Last Friday, President Bush challenged Sen. John Kerry: "My opponent hasn't answered the question of whether, knowing what we know now, he would have supported going into Iraq." On Monday, pressed by a reporter to answer Bush, Kerry said, "Yes, I would have voted for the authority. I believe it was the right authority for a president to have."
Bush argues that this is yet another Kerry flip-flop and that Kerry now endorses Bush's war. At a campaign rally on Tuesday, Bush asserted,
My opponent has found a new nuance. He now agrees it was the right decision to go into Iraq. After months of questioning my motives and even my credibility, Senator Kerry now agrees with me that even though we have not found the stockpile of weapons we believed were there, knowing everything we know today, he would have voted to go into Iraq and remove Saddam Hussein from power.
Does Kerry now agree with Bush's decision? Would Kerry have gone into Iraq? Would he have voted to give Bush the authorization had Kerry known what he now knows about the absence of WMD and about how Bush would use the authorization?
The answer, if you look closely at Kerry's statements over the past three years, is no.

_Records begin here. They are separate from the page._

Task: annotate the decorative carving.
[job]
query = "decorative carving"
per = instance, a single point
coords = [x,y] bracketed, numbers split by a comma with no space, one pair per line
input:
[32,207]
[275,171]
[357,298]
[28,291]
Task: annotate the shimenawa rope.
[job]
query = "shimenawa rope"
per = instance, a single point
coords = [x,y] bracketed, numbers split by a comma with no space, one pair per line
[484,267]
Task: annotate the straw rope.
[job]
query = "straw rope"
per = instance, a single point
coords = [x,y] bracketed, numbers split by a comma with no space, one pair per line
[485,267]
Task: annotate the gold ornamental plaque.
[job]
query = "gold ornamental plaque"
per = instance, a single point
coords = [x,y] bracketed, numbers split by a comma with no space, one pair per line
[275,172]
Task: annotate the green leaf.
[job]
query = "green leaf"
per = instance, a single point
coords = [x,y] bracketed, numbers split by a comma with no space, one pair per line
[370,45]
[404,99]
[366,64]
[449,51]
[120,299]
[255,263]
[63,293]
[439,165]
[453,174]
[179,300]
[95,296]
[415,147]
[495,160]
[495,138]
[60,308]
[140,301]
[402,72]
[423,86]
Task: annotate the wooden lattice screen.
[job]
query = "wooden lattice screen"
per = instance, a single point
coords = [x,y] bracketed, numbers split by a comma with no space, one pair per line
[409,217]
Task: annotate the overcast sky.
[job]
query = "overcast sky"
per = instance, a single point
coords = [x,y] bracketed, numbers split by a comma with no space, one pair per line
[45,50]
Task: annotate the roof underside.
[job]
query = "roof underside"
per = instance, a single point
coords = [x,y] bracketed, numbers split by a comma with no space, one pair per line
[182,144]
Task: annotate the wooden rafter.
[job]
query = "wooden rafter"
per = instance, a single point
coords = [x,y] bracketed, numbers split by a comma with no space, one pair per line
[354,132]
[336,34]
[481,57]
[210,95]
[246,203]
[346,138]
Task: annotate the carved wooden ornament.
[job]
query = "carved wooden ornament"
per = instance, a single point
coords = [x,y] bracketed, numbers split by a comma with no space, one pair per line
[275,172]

But Kerry refuses to make this clear, so let's go to the videotape—specifically, a 12-minute videotape of Kerry's statements, compiled by the Republican National Committee and posted on the Web. These statements, in the RNC's judgment, make the strongest case that Kerry has flip-flopped on Iraq.
The first significant clip shows Kerry on The O'Reilly Factor on Dec. 11, 2001. "We ought to put the heat on Saddam Hussein," he says. Kerry adds that when U.N. weapons inspector Richard Butler provided evidence that inspections should continue, "I criticized the Clinton administration for backing off of the inspections."
Summary: Kerry wants pressure and inspections.
The next significant clip shows Kerry on Hardball on Feb. 5, 2002. The host, Chris Matthews, asks Kerry whether Iraq "can be reduced to a diplomatic problem—can we get this guy to accept inspections of those weapons of mass destruction potentially and get past a possible war with him?" Kerry answers: "Outside chance, Chris. Could it be done? The answer is yes. He would view himself only as buying time and playing a game, in my judgment. Do we have to go through that process? The answer is yes."
Summary: Kerry doubts Iraq would comply with inspections, but he thinks we have to go through the process of trying.
The next significant quote comes from Kerry's speech to the Democratic Leadership Council on July 29, 2002. "I agree completely with this administration's goal of a regime change in Iraq," Kerry says. He calls Saddam a "renegade" who has betrayed the terms of his 1991 cease-fire. However, the RNC omits Kerry's next two sentences: "But the Administration's rhetoric has far exceeded their plans or their groundwork. In fact, their single-mindedness, secrecy, and high-blown rhetoric has alienated our allies and threatened to unravel the stability of the region."